Пламень, горевший над землею, заливал белые дома и белую дорогу таким буйством света, что известковые стены и дорожная пыль полыхали всеми оттенками голубого, красного, зеленого цветов, словно груды драгоценных камней. Казалось, разноцветные блики танцуют в воздухе, взмывают в небо. Четкие линии строений дрожали и колебались в раскаленном мареве, словно ткань на ветру. Пегий пес, приткнувшийся к каменной тумбе, вдруг, на глазах Деметриоса, сделался огненно-алым, словно обагренный кровью и охваченный пламенем.

Ошеломленный, пораженный, восхищенный Деметриос вдруг осознал, что это волшебное зрелище — символ его нового существования! Он долго жил одиноко, в ночи, в тишине и спокойствии, довольствуясь светом луны и видя идеал любви в обожествлении застывших линий.

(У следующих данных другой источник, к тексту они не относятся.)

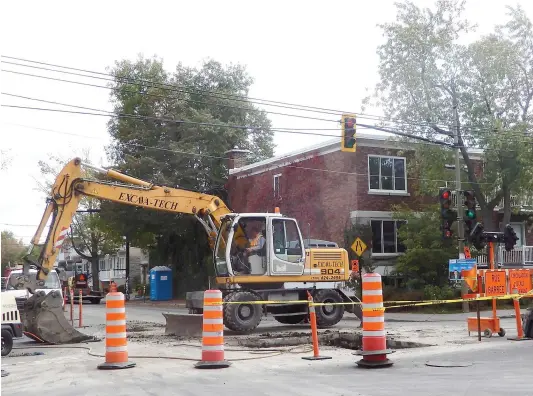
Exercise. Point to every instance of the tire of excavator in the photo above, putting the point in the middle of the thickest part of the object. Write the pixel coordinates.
(327, 316)
(242, 318)
(293, 319)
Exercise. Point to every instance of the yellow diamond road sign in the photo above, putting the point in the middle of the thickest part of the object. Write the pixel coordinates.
(358, 246)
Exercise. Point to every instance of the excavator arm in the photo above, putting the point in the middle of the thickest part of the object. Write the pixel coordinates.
(69, 188)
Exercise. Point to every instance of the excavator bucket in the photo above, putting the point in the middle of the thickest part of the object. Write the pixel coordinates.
(44, 320)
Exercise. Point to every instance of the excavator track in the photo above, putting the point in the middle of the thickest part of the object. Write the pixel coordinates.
(44, 320)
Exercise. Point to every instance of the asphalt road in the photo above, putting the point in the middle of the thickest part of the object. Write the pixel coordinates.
(495, 367)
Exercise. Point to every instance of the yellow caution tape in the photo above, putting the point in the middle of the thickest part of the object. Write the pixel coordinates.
(402, 303)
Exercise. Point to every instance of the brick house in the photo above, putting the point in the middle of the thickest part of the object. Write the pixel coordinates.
(326, 190)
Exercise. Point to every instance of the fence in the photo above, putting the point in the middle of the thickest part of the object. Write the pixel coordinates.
(520, 256)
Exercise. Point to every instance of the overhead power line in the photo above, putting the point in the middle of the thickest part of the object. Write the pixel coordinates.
(242, 127)
(479, 128)
(182, 88)
(279, 158)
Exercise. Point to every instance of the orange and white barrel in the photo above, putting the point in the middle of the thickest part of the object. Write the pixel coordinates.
(116, 343)
(374, 348)
(213, 331)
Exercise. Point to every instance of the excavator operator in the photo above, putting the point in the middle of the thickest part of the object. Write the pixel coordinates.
(255, 236)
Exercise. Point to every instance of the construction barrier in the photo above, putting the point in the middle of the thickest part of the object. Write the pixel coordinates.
(80, 309)
(314, 332)
(65, 300)
(213, 332)
(116, 343)
(71, 293)
(374, 350)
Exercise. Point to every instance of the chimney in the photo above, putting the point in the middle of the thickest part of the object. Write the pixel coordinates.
(237, 158)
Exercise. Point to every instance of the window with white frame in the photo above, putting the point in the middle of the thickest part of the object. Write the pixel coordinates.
(385, 236)
(277, 186)
(386, 173)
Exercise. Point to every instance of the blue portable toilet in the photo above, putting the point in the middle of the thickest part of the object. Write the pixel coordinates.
(160, 283)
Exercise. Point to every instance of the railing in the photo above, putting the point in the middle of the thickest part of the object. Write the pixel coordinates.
(516, 201)
(112, 274)
(520, 256)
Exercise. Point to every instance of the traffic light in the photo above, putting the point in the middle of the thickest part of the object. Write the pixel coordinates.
(348, 133)
(509, 237)
(447, 215)
(470, 217)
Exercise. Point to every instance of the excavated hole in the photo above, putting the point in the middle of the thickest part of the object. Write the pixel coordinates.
(337, 339)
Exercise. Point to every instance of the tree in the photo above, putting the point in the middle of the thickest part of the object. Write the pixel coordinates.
(90, 236)
(174, 130)
(481, 91)
(12, 249)
(425, 261)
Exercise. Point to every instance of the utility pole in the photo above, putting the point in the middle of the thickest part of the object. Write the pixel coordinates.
(127, 267)
(460, 225)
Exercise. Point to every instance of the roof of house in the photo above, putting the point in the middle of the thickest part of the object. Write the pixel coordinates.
(326, 147)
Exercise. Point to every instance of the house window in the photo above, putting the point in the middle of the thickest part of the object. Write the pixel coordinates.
(385, 236)
(386, 173)
(277, 186)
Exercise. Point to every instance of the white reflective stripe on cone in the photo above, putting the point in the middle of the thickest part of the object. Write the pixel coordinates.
(117, 349)
(213, 334)
(116, 322)
(373, 333)
(115, 297)
(375, 319)
(214, 321)
(372, 305)
(116, 310)
(213, 307)
(213, 347)
(372, 292)
(115, 335)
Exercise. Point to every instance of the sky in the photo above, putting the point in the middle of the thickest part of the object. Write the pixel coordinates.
(297, 52)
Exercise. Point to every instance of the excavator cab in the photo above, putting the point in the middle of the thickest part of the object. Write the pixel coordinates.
(259, 245)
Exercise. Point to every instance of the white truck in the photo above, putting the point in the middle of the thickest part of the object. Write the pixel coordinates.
(11, 323)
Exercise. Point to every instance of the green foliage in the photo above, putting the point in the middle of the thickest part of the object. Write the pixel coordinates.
(179, 154)
(12, 249)
(437, 84)
(425, 261)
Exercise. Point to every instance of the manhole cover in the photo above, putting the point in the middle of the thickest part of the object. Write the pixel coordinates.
(448, 364)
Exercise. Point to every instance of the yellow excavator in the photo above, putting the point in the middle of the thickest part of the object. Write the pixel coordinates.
(257, 256)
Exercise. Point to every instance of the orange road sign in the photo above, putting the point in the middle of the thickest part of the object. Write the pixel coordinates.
(495, 283)
(520, 280)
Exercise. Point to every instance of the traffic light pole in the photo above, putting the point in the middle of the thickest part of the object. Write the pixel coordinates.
(460, 225)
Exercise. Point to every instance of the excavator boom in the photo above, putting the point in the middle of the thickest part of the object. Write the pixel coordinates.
(43, 316)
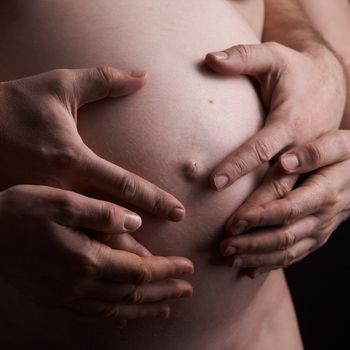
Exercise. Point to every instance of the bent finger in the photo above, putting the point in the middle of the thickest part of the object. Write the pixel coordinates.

Его статуи, как он сейчас понял с необычайной ясностью, были далеки от совершенства именно потому, что от них веяло покоем и холодом!

Во время трагических событий последних дней, изменивших весь ход его существования и перевернувших его душу, он впервые ощутил горячее дыхание жизни. Если он и опасался новых испытаний, если, с трудом выйдя победителем из этой борьбы, он и дал себе клятву никому не позволять впредь так завладеть собою, то он все же понял, что лишь эта борьба, лишь это смятение достойны быть запечатленными в мраморе, цвете или стихах, ибо страсть есть то, что рождает жизнь и преображает ее по своей воле и прихоти, уродливое обращая в прекрасное, а до уныния знакомое делая неведомым и манящим.

Размышляя над всем этим, он и не заметил, как дошел до ворот тюрьмы.

Оба раба ждали его у входа.

— Мы отнесли глину, — сообщили они. — Тело никто не трогал. Тюремщик шлет тебе приветствие и уверяет, что всецело к твоим услугам.

Деметриос вошел, сопровождаемый лишь тишиною, миновал длинный, гулкий коридор, вошел в комнату, где лежала покойница, и тщательно запер за собою дверь.

Труп лежал на постели, как и прежде: запрокинутая голова накрыта куском ткани, руки вытянуты вдоль тела, ноги сжаты. Пальцы украшены многочисленными перстнями, лодыжки обвиты серебряными браслетами, а ногти на маленьких ножках покрыты алой краской.

Деметриос взялся за накидку, но едва он ее всколыхнул, как из-под белой ткани вылетело несколько мух.

Дрожь пробежала по его телу... Но все же Деметриос сдвинул накидку и, скомкав, подсунул под голову покойницы.

На лице Кризи было выражение, какое лишь Смерть могла придать ему, коснувшись своей ледяной рукою век, щек и волос. Белизна лица приобрела голубоватый оттенок, и это придавало неподвижной голове сходство с мраморным изваянием. Хрупкость ушей, линии шеи была почти сверхъестественной, нематериальной. Никогда, нигде, ни в каком сне Деметриос не видел еще такой нечеловеческой красоты и сияния угасающего тела.

И вспомнил он слова, произнесенные Кризи при первой их встрече: «Ты видишь лишь мое лицо. Ты и не знаешь, насколько я красива!» И внезапно неодолимое желание охватило его. Он хочет, наконец, узнать ее красоту! Он может это сделать!